Note 236:[ (retour) ] Cuvillier-Fleury, la Famille dans l'Éducation. (Études et portraits, deuxième série, 1868)
C'était souvent sur une véritable tribu que s'exerçait l'autorité maternelle. On ne peut voir sans émotion sur les pierres funéraires des siècles que nous étudions, les époux défunts entourés de leurs nombreux enfants agenouillés autour d'eux comme pour implorer de Dieu le salut éternel des parents qui les ont mis au monde et chrétiennement élevés. Il y a là des familles de douze, treize enfants, et même plus[237]. Depuis les paysans jusqu'aux grands seigneurs, les pères et les mères aiment à paraître devant Dieu dans la sainte gloire d'une belle postérité.
Note 237:[ (retour) ] Guilhermy, Inscriptions de la France.
C'est dans ces temps que l'on voyait la maréchale de Noailles entourée de ses cinquante-deux descendants[238]. On n'avait pas généralement alors la crainte d'augmenter les charges de la famille par le nombre des enfants. Mme de Toulongeon exprimait cependant cette crainte, et sa mère, sainte Chantal, l'en reprenait avec force et lui disait que le Seigneur, qui envoie les enfants, sait bien pourvoir à leur avenir.
Note 238:[ (retour) ] Mme de Simiane, Lettres. Au marquis de Caumont. 20 février.
Comme au moyen âge, ce que la mère chrétienne voit surtout dans ses enfants, ce sont des âmes qu'il faut préparer à la vie qui se commence sur la terre, et qui doit se continuer dans les cieux.

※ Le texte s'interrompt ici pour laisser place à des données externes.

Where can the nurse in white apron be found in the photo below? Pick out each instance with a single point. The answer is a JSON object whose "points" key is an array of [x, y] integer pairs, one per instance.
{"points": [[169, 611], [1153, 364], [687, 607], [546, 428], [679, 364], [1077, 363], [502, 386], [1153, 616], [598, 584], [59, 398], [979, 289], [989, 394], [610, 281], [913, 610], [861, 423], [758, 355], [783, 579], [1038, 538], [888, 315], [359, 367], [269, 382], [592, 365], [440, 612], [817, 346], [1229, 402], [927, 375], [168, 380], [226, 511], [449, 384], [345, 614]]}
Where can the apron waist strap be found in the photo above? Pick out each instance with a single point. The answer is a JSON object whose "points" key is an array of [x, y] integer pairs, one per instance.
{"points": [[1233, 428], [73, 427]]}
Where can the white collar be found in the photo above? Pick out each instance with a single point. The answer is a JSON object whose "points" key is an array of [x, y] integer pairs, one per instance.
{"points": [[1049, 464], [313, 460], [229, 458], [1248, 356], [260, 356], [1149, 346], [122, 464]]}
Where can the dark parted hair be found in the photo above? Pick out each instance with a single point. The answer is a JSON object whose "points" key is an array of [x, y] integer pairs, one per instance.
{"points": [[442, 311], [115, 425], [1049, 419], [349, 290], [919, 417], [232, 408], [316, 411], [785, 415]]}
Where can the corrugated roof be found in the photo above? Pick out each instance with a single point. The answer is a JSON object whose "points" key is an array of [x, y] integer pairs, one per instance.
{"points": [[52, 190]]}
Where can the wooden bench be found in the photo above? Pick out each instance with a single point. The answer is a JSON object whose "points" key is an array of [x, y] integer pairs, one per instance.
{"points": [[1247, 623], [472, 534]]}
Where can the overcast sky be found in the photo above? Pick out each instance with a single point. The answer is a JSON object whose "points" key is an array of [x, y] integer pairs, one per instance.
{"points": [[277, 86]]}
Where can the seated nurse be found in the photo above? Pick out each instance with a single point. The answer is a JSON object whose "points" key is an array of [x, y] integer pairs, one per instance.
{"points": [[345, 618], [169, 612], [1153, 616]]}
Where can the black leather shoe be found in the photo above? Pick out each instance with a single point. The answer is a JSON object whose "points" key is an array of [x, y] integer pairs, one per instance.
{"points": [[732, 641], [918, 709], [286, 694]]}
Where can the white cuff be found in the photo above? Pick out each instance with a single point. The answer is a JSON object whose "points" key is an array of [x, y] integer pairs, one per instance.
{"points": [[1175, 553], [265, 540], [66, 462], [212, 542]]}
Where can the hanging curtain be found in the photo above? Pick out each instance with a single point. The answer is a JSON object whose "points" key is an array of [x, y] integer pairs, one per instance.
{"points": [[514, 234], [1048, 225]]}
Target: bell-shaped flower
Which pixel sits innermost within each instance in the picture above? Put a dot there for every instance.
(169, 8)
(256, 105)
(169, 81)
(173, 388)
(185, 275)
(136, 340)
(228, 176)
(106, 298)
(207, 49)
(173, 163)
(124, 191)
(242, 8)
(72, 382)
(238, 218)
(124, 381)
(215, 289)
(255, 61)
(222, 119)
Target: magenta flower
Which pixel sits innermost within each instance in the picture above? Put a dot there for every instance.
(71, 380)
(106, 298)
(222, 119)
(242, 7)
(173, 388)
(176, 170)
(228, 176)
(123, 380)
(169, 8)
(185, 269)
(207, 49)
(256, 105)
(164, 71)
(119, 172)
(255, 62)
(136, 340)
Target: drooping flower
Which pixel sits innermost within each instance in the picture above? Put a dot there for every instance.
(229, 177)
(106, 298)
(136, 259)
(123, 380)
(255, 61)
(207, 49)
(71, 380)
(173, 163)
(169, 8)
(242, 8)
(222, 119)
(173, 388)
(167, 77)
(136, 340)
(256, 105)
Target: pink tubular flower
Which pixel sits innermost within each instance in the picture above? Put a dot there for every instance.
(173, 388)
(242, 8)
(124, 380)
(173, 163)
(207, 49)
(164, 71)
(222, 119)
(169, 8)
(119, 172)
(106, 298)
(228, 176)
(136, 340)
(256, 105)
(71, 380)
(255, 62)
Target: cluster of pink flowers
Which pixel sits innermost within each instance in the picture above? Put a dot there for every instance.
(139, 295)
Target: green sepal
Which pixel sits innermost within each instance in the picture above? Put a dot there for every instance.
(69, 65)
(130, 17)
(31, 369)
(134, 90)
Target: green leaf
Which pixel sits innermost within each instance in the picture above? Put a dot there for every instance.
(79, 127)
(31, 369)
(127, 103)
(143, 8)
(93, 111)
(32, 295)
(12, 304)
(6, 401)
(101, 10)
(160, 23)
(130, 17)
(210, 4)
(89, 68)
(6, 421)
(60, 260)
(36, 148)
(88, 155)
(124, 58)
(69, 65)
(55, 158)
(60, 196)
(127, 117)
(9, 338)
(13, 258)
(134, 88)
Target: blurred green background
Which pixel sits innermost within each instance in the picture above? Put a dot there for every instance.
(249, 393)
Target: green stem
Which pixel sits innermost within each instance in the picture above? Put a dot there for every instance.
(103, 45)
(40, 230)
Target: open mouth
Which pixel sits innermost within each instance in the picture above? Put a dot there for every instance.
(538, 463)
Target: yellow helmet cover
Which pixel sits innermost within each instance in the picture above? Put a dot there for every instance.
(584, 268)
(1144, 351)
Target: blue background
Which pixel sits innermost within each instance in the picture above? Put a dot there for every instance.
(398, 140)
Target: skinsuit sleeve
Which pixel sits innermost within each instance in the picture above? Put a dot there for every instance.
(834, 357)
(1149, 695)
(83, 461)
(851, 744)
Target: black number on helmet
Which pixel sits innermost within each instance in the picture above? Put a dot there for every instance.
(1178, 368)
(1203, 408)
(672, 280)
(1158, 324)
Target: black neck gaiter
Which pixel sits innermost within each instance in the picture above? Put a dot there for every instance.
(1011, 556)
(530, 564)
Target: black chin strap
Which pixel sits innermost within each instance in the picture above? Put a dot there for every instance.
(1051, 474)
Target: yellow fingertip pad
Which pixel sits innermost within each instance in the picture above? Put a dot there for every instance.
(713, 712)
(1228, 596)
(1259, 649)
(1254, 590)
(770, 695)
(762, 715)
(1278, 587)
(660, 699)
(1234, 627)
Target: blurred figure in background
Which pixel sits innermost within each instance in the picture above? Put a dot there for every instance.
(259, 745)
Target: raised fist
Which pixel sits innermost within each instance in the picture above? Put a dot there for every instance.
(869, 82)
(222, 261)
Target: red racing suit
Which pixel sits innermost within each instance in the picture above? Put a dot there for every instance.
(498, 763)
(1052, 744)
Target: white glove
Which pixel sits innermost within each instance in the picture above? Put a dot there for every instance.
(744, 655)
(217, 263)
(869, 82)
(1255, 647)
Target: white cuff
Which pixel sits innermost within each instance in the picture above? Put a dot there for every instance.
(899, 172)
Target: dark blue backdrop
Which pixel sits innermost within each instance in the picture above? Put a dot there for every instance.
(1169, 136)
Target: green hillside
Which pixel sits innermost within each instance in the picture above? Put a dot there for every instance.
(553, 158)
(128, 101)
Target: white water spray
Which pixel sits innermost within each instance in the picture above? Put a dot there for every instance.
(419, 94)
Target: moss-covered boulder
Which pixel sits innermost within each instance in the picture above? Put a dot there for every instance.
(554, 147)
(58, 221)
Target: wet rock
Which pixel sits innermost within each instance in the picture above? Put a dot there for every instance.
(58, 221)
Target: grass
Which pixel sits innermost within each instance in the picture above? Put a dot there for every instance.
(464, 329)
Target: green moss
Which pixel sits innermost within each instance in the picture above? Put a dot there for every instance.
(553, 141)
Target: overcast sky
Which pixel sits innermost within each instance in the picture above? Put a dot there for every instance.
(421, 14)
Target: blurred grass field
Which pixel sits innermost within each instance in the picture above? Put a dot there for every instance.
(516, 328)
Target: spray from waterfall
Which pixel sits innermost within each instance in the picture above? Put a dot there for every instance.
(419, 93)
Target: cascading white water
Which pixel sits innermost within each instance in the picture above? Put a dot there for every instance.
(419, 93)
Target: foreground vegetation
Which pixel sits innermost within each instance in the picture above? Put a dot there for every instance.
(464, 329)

La femme forte pouvait dire comme Mme de Gondi: «Je souhaite bien plus faire de ceux que Dieu m'a donnés, et qu'il peut me donner encore, des saints dans le ciel que des grands seigneurs sur la terre[239]». Selon la forte pensée de la duchesse de Liancourt, ceux qui n'élèvent leurs enfants que pour la terre ne se distinguent pas des animaux.
Note 239:[ (retour) ] Chantelauze, Saint Vincent de Paul et les Gondi.
Aussi, dès qu'une chrétienne se sent mère, elle offre à Dieu son enfant par la Vierge Marie. Lorsqu'il est né, ravie d'avoir mis au monde un chrétien, elle le bénit, elle demande au Seigneur de ne le laisser vivre que s'il doit le servir ici-bas, et tous les jours elle renouvellera cette prière, digne d'une Blanche de Castille[240].
Note 240:[ (retour) ] Voir les enseignements maternels de la duchesse de Liancourt et de Mme Le Guerchois, née Madeleine d'Aguesseau, et les vies de Mme de Miramion, de Mme la duchesse de Doudeauville, de Mme la marquise de Montagu.
On se croirait encore au siècle de saint Louis, quand on voit une inscription tumulaire consacrée en plein XVIIIe siècle à la femme d'un magistrat, morte à trente-quatre ans, après avoir nourri le fils premier-né «qu'elle avoit demandé à Dieu pour estre un saint prestre et un deffenseur de la vérité.»